Генрих Бёлль
Карлик и кукла
Маршруты нам заранее предписаны. Каждое утро мы, отряд из шести агентов, собирающих сведения для статистического бюро, выезжаем из города в различных направлениях. Была еще ночь, когда я в Кёльне сел в поезд. Собор показался мне слишком расчлененным, расчлененным и разбросанным, и словно какая-то невеселая игра была в том, что на остановке в Дойце, где никто не сел и никто не сошел, кондуктор, начальник станции и машинист все-таки обменялись сигналами: они поднимали вверх фонари, выкрикивали что-то, давали свистки, пока паровозный шатун не задвигался вновь.
Только проехав Мюльгейм, я увидел, как за горами, к востоку от Кёльна, начинает светать; какой-то шпиль, внезапно освещенный брызнувшим лучом солнца, резко выступил из полумрака; было только шесть часов.
Мы старались проводить обследования, прибегая к самым разнообразным приемам, отметали все формальное, всяческие анкеты. Записная книжка и карандаш, да еще план, которым мы обязаны были руководствоваться, — вот и все, чем мы располагали. Новейшая идея шефа заключалась в том, чтобы посещать людей как можно раньше, заставать их, так сказать, «в обстановке повседневности», что было неблагодарной и довольно тяжкой задачей.

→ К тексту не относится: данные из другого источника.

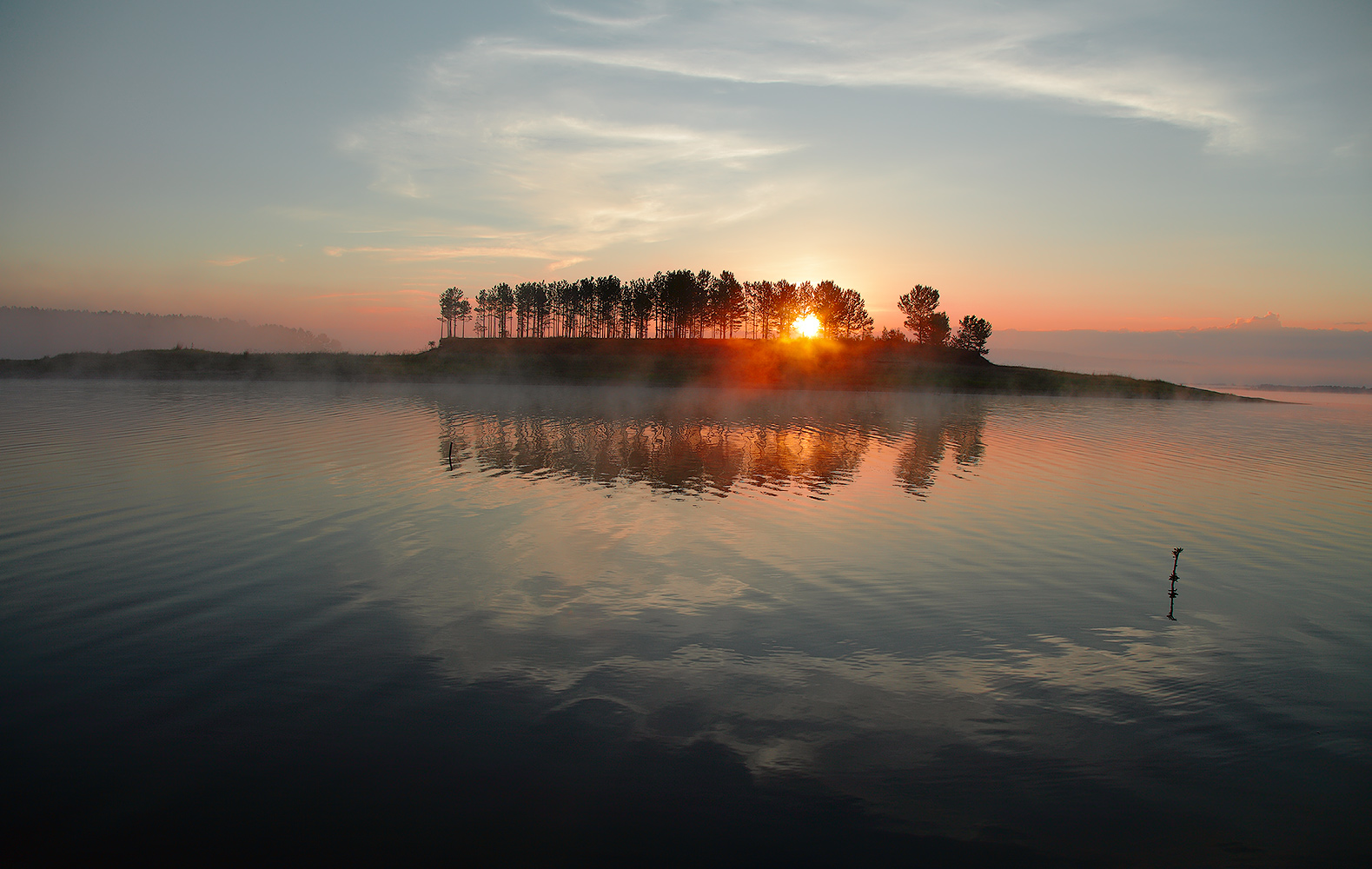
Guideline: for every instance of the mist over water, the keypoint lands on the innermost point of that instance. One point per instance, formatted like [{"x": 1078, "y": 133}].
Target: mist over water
[{"x": 686, "y": 625}]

Вот почему мне очень скоро пришлось застегнуть шинель и потянуться за фуражкой — на перроне чей-то голос выкрикнул: «Опладен! Опладен!»
От вокзала до красного кирпичного домика, адрес которого значился в моем списке, было около десяти минут ходу.

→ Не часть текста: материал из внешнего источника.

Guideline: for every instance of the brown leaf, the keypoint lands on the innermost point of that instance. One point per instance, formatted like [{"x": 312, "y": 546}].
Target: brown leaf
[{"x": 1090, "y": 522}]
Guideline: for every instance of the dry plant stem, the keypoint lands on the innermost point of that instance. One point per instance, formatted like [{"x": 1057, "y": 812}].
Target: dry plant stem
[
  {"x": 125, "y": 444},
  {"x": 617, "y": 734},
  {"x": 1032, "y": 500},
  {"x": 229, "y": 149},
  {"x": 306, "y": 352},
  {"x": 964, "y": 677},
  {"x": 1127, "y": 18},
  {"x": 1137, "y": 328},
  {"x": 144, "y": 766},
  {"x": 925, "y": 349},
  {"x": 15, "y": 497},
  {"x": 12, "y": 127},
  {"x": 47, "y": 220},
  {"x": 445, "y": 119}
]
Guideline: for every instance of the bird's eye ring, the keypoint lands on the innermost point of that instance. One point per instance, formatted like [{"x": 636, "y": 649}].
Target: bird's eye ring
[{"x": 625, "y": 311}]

Я нажал кнопку звонка и стал ждать. Я ждал долго. В домике все было тихо. По улице мимо меня проходили люди, я ловил на себе странные взгляды, но внутри домика не раздавалось ни звука, и пожелтевшая гардина на окне не шевельнулась: только фарфоровый карлик с гармонью на коленях сидел между стеклом и гардиной и тупыми пальчиками словно подбирал какую-то мелодию, а она ему не давалась. Он неопределенно ухмылялся в пространство, и только присмотревшись, я увидел, что сидит он на пепельнице и в его шапке торчит сигарета.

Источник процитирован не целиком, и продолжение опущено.